Die _DVA_ – Deutsche Verlagsanstalt – hat 175-jähriges Jubiläum. Angefangen hatte es 1831 in Stuttgart mit der Halberg’schen Verlagshandlung. Einer der Söhne gründete im Revolutionsjahr 1848 einen eigenen Verlag mit deutschen Klassikern, der 1873 mit dem Verlag vereint wurde. Nach dem 1. Weltkrieg war die DVA – inzwischen ein Aktienunternehmen – der führende historisch-politische Verlag in Deutschland. Ab 1921 kamen zahlreiche Erfolgsautoren durch Verlagsübernahmen mit ins Programm. In den letzten Jahren der Weimarer Republik wurde führende französische Literatur mitpubliziert. 1932 wurde der legendäre Appell „Deutscher Geist in Gefahr“ herausgegeben. Auch nach der Machtübernahme der Nazis wurden noch hitlerkritische Zeitschriften verlegt. Gustav Kilpper, der Generalsekretär des Unternehmens, das damals mehr als 1000 Mitarbeiter beschäftigte, wurde deshalb 1934 kurzzeitig inhaftiert. Ungeachtet dessen setzte er sich weiterhin für Autoren ein, die als Regimegegner galten: Friedrich Wolf oder Erich Kästner. 1942 gab man diesen Kampf gegen das System auf, die DVA musste in einen NS-Verlag eingegliedert werden. 1944 wurde das Verlagsgebäude durch einen Bombenangriff völlig zerstört. Durch den langen Widerstand in der NS-Zeit hatte man nach Kriegsende aber einen guten Start. 1952 erschien Paul Celans „Mohn und Gedächtnis“ mit der berühmten „Todesfuge“. Im Programm ging es ansonsten mit den politischen Biografien und zeitgeschichtlichen Darstellungen weiter. Am angesehensten ab Ende der 70er Jahre waren z. B. Peter Scholl-Latour oder Erich Fromm mit „Haben oder Sein“, „Die Kunst des Liebens“. Große Wirkung hatte auch die deutsche Übersetzung des Berichts vom Club of Rome „Grenzen des Wachstums“. Der letzte große Wurf war die Autobiografie „Mein Leben“ von Marcel Reich-Ranicki, der mehr als zwanzig Bücher bei DVA veröffentlicht hat. Seit letztem Jahr gehört der Verlag zu Random House.
Der jährlich vom Börsenverein vergebene _“Deutsche Buchpreis“_ für den jeweils besten Roman wird nunmehr in der Medienarbeit auch von der „Deutschen Welle“ und dem „Goethe-Institut“ unterstützt.

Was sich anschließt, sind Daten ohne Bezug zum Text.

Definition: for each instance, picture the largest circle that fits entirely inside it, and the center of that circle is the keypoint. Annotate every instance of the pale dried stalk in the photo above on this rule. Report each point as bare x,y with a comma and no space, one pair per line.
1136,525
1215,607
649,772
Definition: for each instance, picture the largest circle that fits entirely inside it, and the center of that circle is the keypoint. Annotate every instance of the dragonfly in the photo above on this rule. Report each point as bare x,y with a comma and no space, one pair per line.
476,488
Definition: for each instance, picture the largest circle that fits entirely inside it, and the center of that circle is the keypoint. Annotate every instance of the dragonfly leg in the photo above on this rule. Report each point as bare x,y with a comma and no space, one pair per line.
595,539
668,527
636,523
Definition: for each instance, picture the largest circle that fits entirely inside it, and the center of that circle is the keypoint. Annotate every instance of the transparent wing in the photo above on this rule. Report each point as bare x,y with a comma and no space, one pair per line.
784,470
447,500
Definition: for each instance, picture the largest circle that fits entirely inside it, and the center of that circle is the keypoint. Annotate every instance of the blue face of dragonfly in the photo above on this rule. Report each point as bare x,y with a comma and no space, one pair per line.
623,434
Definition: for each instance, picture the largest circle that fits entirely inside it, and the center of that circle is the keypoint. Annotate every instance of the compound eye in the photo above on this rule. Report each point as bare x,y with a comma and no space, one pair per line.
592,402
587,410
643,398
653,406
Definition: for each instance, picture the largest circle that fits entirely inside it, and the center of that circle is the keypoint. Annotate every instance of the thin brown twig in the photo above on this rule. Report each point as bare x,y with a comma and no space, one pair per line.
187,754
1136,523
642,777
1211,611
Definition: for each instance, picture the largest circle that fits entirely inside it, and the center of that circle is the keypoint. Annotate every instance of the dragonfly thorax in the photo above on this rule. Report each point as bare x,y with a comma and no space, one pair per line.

Die Schriftstellerin _Herta Müller_ hat für ihr Gesamtwerk den mit 20.000 Euro dotierten _Walter-Hasenclever-Literaturpreis 2006_ erhalten. Herta Müller wurde 1953 in Rumänien geboren und arbeitete dort als Übersetzerin und Deutschlehrein. Als sie sich weigerte, für den rumänischen Geheimdienst zu arbeiten, wurde sie entlassen. 1987 siedelte sie nach vielfachen Repressalien nach Berlin über. Mit dem Hasenclever-Literaturpreis werden Autoren ausgezeichnet, die sich in Form und Inhalt um die deutsche Literatur verdient gemacht haben.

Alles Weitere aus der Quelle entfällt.